PF: Perché l’arte non ha cambiato il mondo? Cosa non ha funzionato, secondo un “umano, troppo umano” come te? Come mai non è riuscita a far affiorare l’umanità profonda dell’individuo che è il vero motore di cambiamento? La massificazione ideologica ha influito negativamente?
RM: Indubbiamente. C’è da dire anche che non è che se faccio un bel quadro risolvo problemi. Il problema è pre-politico, l’arte avvolge l’uomo, lo cambia e poi a sua volta l’uomo può cambiare la politica. È l’arte che dà le informazioni, svela i meccanismi del sistema. Non si può fare la rivoluzione spostando la posizione delle sedie. Uno degli errori è stato pensare la rivoluzione in termini di ideologia, mentre tutto deve partire da una trasformazione personale che si diffonde da uno all’altro come un virus assolutamente salutare.

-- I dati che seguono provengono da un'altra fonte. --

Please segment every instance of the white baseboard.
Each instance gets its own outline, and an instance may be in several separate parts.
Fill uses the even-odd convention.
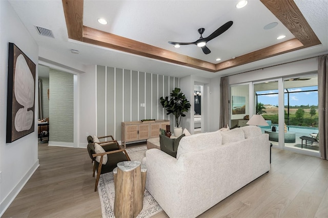
[[[5,213],[6,210],[10,206],[11,203],[15,200],[19,191],[24,187],[27,181],[29,181],[32,175],[34,173],[36,169],[39,167],[39,160],[37,159],[34,164],[28,171],[25,175],[22,178],[16,186],[9,192],[8,195],[5,198],[4,200],[0,204],[0,217]]]
[[[74,147],[74,143],[73,142],[54,142],[49,141],[48,145],[49,146]]]

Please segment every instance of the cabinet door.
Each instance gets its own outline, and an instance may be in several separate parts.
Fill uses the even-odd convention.
[[[149,124],[139,124],[139,139],[148,139],[149,138]]]
[[[170,122],[162,122],[160,123],[160,128],[165,129],[166,131],[166,125],[170,125]],[[170,127],[171,127],[171,126]]]
[[[126,125],[125,139],[126,142],[131,142],[138,140],[138,125]]]
[[[150,124],[150,138],[158,137],[159,135],[160,124],[151,123]]]

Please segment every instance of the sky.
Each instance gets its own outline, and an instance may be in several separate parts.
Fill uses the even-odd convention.
[[[308,92],[302,93],[293,93],[300,91],[317,90],[317,86],[302,87],[301,88],[289,89],[290,92],[290,105],[318,105],[318,91]],[[266,91],[257,92],[258,94],[267,94],[277,93],[278,90]],[[287,94],[285,94],[284,105],[288,104]],[[259,96],[258,102],[263,104],[271,104],[272,105],[278,105],[278,94],[265,95]]]

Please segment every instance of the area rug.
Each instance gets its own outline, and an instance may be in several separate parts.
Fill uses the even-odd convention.
[[[132,147],[126,149],[128,155],[131,161],[139,161],[141,162],[142,159],[146,157],[146,151],[147,150],[147,146]]]
[[[100,175],[98,184],[98,193],[101,205],[102,217],[114,217],[115,188],[114,187],[113,172]],[[150,217],[162,210],[163,209],[148,191],[145,190],[144,195],[144,207],[137,217]]]
[[[127,152],[131,160],[141,161],[146,156],[147,146],[127,148]],[[101,205],[101,214],[103,218],[115,217],[114,215],[114,200],[115,188],[113,172],[102,174],[99,179],[98,193]],[[163,209],[149,193],[145,190],[144,207],[137,216],[138,218],[150,217]]]

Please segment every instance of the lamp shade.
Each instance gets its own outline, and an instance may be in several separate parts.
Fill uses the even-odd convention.
[[[254,126],[268,126],[269,124],[262,115],[254,114],[246,124]]]

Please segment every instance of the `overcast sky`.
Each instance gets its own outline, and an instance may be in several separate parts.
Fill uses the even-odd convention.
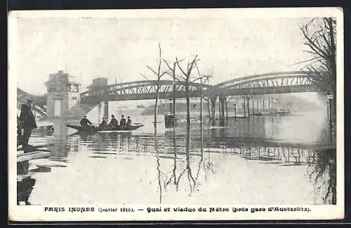
[[[159,42],[170,62],[198,55],[200,70],[214,76],[213,85],[299,70],[300,65],[289,66],[309,57],[298,29],[307,20],[20,18],[18,87],[43,94],[48,75],[59,70],[84,87],[98,76],[110,83],[144,80],[140,73],[154,78],[146,65],[156,68]]]

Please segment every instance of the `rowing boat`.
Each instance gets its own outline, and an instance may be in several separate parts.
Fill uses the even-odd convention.
[[[133,124],[133,125],[130,125],[130,126],[117,126],[115,127],[111,127],[111,128],[107,128],[107,129],[101,129],[98,127],[91,127],[91,126],[86,126],[86,127],[81,127],[80,125],[72,125],[72,124],[66,124],[67,127],[72,128],[74,129],[77,130],[78,131],[80,132],[84,132],[84,133],[98,133],[100,131],[131,131],[131,130],[135,130],[138,128],[140,128],[141,127],[144,126],[144,124]]]

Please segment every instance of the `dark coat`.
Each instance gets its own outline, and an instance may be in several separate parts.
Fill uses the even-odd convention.
[[[115,118],[112,118],[110,122],[109,127],[115,127],[118,126],[118,121]]]
[[[128,119],[126,125],[127,126],[131,126],[131,119]]]
[[[121,124],[121,126],[124,126],[124,125],[126,125],[126,119],[124,119],[124,118],[121,118],[121,122],[120,122],[119,124]]]
[[[99,127],[101,129],[107,128],[107,123],[106,122],[106,120],[102,120],[102,122],[100,124]]]
[[[88,123],[93,124],[91,122],[89,121],[87,118],[83,118],[81,120],[81,122],[79,122],[81,126],[86,126],[88,125]]]
[[[37,128],[34,115],[32,112],[30,107],[27,104],[22,105],[20,121],[22,126],[21,128]]]

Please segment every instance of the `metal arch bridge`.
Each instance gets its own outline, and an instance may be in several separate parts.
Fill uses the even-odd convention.
[[[173,80],[160,80],[159,99],[173,97]],[[185,83],[176,81],[174,83],[177,98],[185,98]],[[190,97],[200,97],[200,90],[209,91],[213,85],[190,83]],[[110,85],[92,89],[81,94],[81,103],[96,103],[103,101],[128,101],[154,99],[157,89],[157,80],[140,80],[130,83]]]
[[[274,72],[241,77],[215,85],[217,96],[255,95],[319,92],[311,72]]]
[[[140,80],[110,85],[91,89],[81,94],[81,103],[96,104],[100,101],[154,99],[157,80]],[[173,80],[160,80],[159,99],[173,97]],[[185,83],[176,82],[176,97],[185,98]],[[319,92],[306,72],[276,72],[230,80],[215,85],[191,83],[190,97],[211,97],[282,94],[304,92]]]

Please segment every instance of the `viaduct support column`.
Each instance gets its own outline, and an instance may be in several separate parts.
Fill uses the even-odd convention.
[[[211,118],[215,119],[216,115],[216,101],[217,101],[217,97],[211,97],[211,112],[212,113]]]
[[[223,118],[224,115],[224,108],[225,108],[225,97],[220,97],[220,118]]]
[[[104,118],[109,118],[109,101],[104,101]]]

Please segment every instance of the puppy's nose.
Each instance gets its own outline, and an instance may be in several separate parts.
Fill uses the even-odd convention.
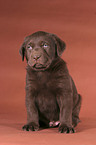
[[[33,59],[38,60],[40,57],[41,56],[39,56],[39,55],[35,55],[35,56],[33,56]]]

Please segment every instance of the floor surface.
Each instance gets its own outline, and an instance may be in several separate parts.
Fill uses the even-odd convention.
[[[82,94],[75,134],[58,128],[24,132],[25,75],[19,48],[27,35],[43,30],[66,43],[62,58]],[[96,145],[96,1],[0,1],[0,145]]]

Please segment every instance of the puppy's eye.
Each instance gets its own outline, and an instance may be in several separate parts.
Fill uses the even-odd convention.
[[[32,46],[28,46],[28,49],[29,49],[29,50],[32,50]]]

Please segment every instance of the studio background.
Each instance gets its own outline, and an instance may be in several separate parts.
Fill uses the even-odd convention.
[[[26,123],[26,61],[19,48],[24,37],[39,30],[66,43],[62,58],[83,98],[75,134],[21,129]],[[11,144],[96,144],[96,0],[0,0],[0,145]]]

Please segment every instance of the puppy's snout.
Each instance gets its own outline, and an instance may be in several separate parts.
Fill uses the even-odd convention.
[[[34,55],[34,56],[33,56],[33,59],[34,59],[34,60],[38,60],[40,57],[41,57],[41,55]]]

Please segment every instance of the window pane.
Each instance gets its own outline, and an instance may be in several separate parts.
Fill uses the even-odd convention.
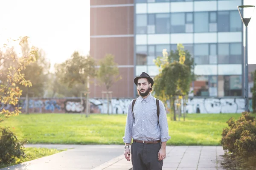
[[[208,13],[195,13],[195,32],[208,32],[209,27]]]
[[[154,45],[149,45],[148,49],[148,56],[155,56],[155,50]]]
[[[154,62],[154,60],[155,60],[154,56],[148,57],[148,65],[154,65],[155,63]]]
[[[209,54],[208,44],[195,44],[195,55],[208,55]]]
[[[198,76],[194,82],[194,95],[195,96],[209,96],[209,77]]]
[[[156,32],[169,33],[170,32],[170,15],[169,14],[156,15]]]
[[[210,23],[217,22],[217,14],[216,12],[210,12]]]
[[[241,76],[219,76],[219,96],[241,96]]]
[[[229,63],[229,45],[228,44],[218,45],[218,63],[228,64]]]
[[[218,31],[229,31],[229,12],[228,11],[218,11]],[[237,22],[238,22],[238,20]]]
[[[217,45],[210,44],[209,64],[217,64]]]
[[[193,32],[193,28],[194,25],[193,24],[186,24],[186,32]]]
[[[171,31],[173,33],[185,31],[185,13],[174,13],[171,15]]]
[[[239,31],[242,30],[242,22],[238,11],[231,11],[230,13],[230,31]]]
[[[209,31],[216,32],[217,31],[217,23],[209,23]]]
[[[209,95],[217,96],[217,76],[211,76],[209,78]]]
[[[170,53],[170,45],[156,45],[156,57],[163,57],[163,50],[166,49],[168,54]]]
[[[230,44],[230,63],[242,63],[242,44],[241,43]]]
[[[137,33],[147,34],[147,14],[138,14],[136,16]]]
[[[209,45],[208,44],[194,45],[195,62],[198,64],[209,64]]]
[[[147,63],[147,45],[136,46],[136,57],[137,65],[145,65]]]
[[[194,48],[193,45],[192,44],[183,44],[183,46],[184,46],[184,50],[185,51],[187,50],[189,52],[190,55],[191,55],[192,56],[193,56],[194,55]],[[177,49],[177,45],[176,48]]]
[[[188,13],[186,14],[186,23],[193,23],[193,14]]]
[[[136,3],[145,3],[147,2],[147,0],[136,0]]]
[[[148,25],[155,24],[155,15],[154,14],[149,14],[148,17]]]

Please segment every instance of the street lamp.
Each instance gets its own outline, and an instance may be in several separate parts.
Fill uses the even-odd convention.
[[[245,26],[245,60],[244,63],[244,96],[245,97],[245,111],[249,112],[249,89],[248,85],[248,29],[247,26],[253,15],[255,6],[250,5],[237,6],[242,21]],[[242,10],[242,12],[241,11]]]

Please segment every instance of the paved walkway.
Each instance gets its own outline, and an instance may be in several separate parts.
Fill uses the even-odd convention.
[[[69,149],[60,153],[0,170],[130,170],[131,162],[123,155],[123,145],[36,144],[26,147]],[[221,146],[167,146],[163,170],[222,170]]]

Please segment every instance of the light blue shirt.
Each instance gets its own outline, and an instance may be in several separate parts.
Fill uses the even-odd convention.
[[[156,99],[151,94],[145,99],[140,96],[134,107],[135,121],[131,108],[132,101],[129,105],[124,142],[131,143],[134,139],[167,142],[171,139],[169,135],[167,118],[164,105],[159,100],[159,125],[157,122]]]

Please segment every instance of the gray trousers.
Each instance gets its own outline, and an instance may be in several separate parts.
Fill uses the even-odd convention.
[[[163,161],[158,161],[161,143],[147,144],[134,142],[131,147],[133,170],[162,170]]]

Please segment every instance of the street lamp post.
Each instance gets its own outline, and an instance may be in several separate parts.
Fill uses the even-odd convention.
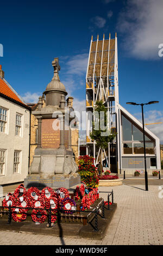
[[[148,191],[148,174],[147,172],[147,164],[146,164],[146,143],[145,143],[145,123],[144,123],[144,114],[143,114],[143,106],[147,105],[149,104],[153,104],[154,103],[159,103],[159,101],[149,101],[148,103],[141,103],[137,104],[135,102],[126,102],[126,104],[130,104],[131,105],[141,105],[141,112],[142,112],[142,120],[143,126],[143,145],[144,145],[144,155],[145,155],[145,185],[146,191]]]

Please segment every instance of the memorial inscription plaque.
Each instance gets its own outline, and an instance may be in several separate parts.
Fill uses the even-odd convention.
[[[42,120],[41,144],[42,148],[58,149],[60,145],[60,130],[53,129],[54,119]]]

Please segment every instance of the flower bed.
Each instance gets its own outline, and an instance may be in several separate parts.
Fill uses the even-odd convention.
[[[118,179],[118,175],[104,175],[103,176],[98,176],[99,180],[115,180]]]
[[[98,186],[97,168],[93,164],[94,159],[92,156],[80,156],[79,157],[78,173],[81,181],[88,187],[95,188]]]

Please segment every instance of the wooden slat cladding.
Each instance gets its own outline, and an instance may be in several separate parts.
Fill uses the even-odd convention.
[[[97,47],[97,43],[98,44]],[[93,76],[94,70],[95,77],[99,77],[101,67],[101,76],[103,77],[107,76],[109,45],[109,40],[105,40],[104,41],[103,40],[95,41],[92,42],[87,77],[92,77]],[[108,69],[109,76],[114,76],[114,75],[115,51],[115,39],[110,39]]]

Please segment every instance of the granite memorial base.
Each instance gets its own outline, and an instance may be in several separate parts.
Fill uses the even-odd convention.
[[[78,173],[68,175],[64,174],[29,174],[24,179],[24,185],[26,188],[36,187],[42,189],[49,187],[53,188],[65,187],[69,188],[80,183],[80,176]]]

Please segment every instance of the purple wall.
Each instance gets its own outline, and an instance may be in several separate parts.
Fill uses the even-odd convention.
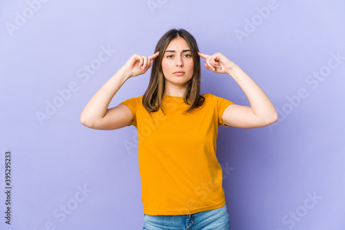
[[[153,54],[172,28],[238,64],[279,114],[266,127],[219,127],[231,229],[345,229],[345,3],[196,2],[0,3],[1,229],[142,228],[137,130],[94,130],[79,116],[132,54]],[[142,95],[149,74],[128,80],[110,106]],[[249,105],[230,76],[203,68],[202,79],[202,94]]]

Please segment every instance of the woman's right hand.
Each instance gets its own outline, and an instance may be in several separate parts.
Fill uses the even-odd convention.
[[[150,69],[153,59],[157,57],[159,54],[159,51],[149,56],[133,54],[122,67],[122,69],[128,74],[130,78],[144,74]]]

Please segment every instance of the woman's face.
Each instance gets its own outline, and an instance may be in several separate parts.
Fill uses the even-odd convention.
[[[166,79],[166,87],[172,85],[184,85],[190,80],[194,62],[184,39],[178,37],[171,40],[164,54],[161,69]]]

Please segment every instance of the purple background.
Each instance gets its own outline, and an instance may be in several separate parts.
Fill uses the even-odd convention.
[[[91,129],[79,116],[132,54],[153,54],[174,28],[238,64],[279,112],[269,127],[219,127],[230,229],[345,229],[343,1],[46,1],[0,3],[1,229],[142,228],[137,129]],[[201,67],[201,94],[249,105],[230,76]],[[126,82],[110,106],[142,95],[150,72]]]

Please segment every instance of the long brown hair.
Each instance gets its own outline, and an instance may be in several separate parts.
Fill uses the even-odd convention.
[[[190,53],[194,62],[193,76],[187,82],[187,89],[184,96],[184,101],[186,104],[190,105],[184,113],[188,113],[194,108],[199,107],[204,104],[205,98],[200,95],[201,83],[201,68],[200,57],[197,52],[197,47],[195,39],[188,32],[185,30],[172,29],[168,31],[159,39],[155,49],[155,54],[159,51],[159,55],[153,60],[151,77],[148,88],[143,96],[143,105],[148,112],[157,112],[159,107],[163,111],[164,106],[161,101],[165,89],[165,79],[161,69],[161,61],[164,55],[164,52],[169,43],[174,39],[181,37],[187,42],[190,49]]]

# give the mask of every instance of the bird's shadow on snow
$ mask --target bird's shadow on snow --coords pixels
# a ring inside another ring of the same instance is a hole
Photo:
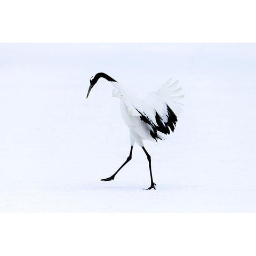
[[[149,187],[149,185],[142,186],[141,184],[125,184],[125,185],[115,185],[111,183],[104,184],[103,182],[100,183],[94,184],[79,184],[75,185],[73,187],[73,189],[81,189],[85,190],[94,190],[94,191],[175,191],[180,190],[191,190],[198,189],[200,186],[192,186],[191,185],[183,184],[160,184],[156,186],[156,190],[150,189],[150,190],[145,190]]]

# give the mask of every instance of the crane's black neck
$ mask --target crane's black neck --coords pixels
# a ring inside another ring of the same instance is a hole
[[[109,76],[108,76],[106,74],[100,73],[97,74],[94,76],[93,78],[91,81],[91,85],[93,86],[98,82],[98,81],[101,77],[102,77],[103,78],[105,78],[106,79],[107,79],[108,81],[109,81],[109,82],[117,82],[114,79],[113,79],[112,77],[110,77]]]

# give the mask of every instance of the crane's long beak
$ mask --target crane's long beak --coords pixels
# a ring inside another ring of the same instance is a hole
[[[92,86],[91,85],[90,86],[89,89],[88,90],[88,92],[87,93],[86,99],[88,98],[88,96],[89,95],[89,94],[90,94],[90,92],[92,90],[92,87],[93,87],[93,86]]]

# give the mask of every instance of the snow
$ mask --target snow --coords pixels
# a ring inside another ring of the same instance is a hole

PF: La dimensione relazionale è la dimensione stessa dell’esistenza secondo il buddhismo e la cosiddetta ecologia profonda, che implicano l’abbandono dell’Io per una visione non più antropocentrica: togliere l’Io dal quadro era un imperativo già a partire dai tuoi esordi, per una poetica volutamente scevra da compiacimenti intimistici. Come hai fatto a tenere a bada l’ego dell’artista? Dai qualche consiglio a questo proposito per una “vita ecologica”, come scrivevi, ce n’è bisogno in un momento di psicopatologia generalizzata come questo.
RM: L’Io invadente è una cosa che fa male al mio corpo. Stare con gli altri aiuta a capirsi e a capire, e la competizione non mi interessa. Come artista ho un assillo continuo sul mio lavoro, come essere umano continuo ad approfondire la pratica della consapevolezza. Non solo ridimensiono l’ego dell’artista, ma attivo le potenzialità della mia mente, del mio corpo, della mia vita, ampliandole ad accogliere gli altri: accettare il negativo, utilizzarlo, camminare accanto alla malattia o alla sofferenza permette di vivere ogni istante, senza dipendere troppo dall’esterno. Ho scoperto di poter vivere intensamente anche nei momenti difficili, trovando soluzioni impensate pulendo la mente, avendo degli obiettivi e sostenendoli con la forza dell’interiorità, trasformando i pensieri meccanici che provengono dai condizionamenti mentali, anche se naturalmente non è facile. La paura non la cavalchi, ma la attraversi: si cade, ma poi ci si rialza, e il consiglio è di non lamentarsi mai, ci indebolisce.
PF: Insomma, “da anatra e da garofano” come hai affermato ironicamente nei tuoi scritti, deduco che non si stia poi così male.
RM: No, ma forse è meglio ancora farsi pane, per poter nutrire.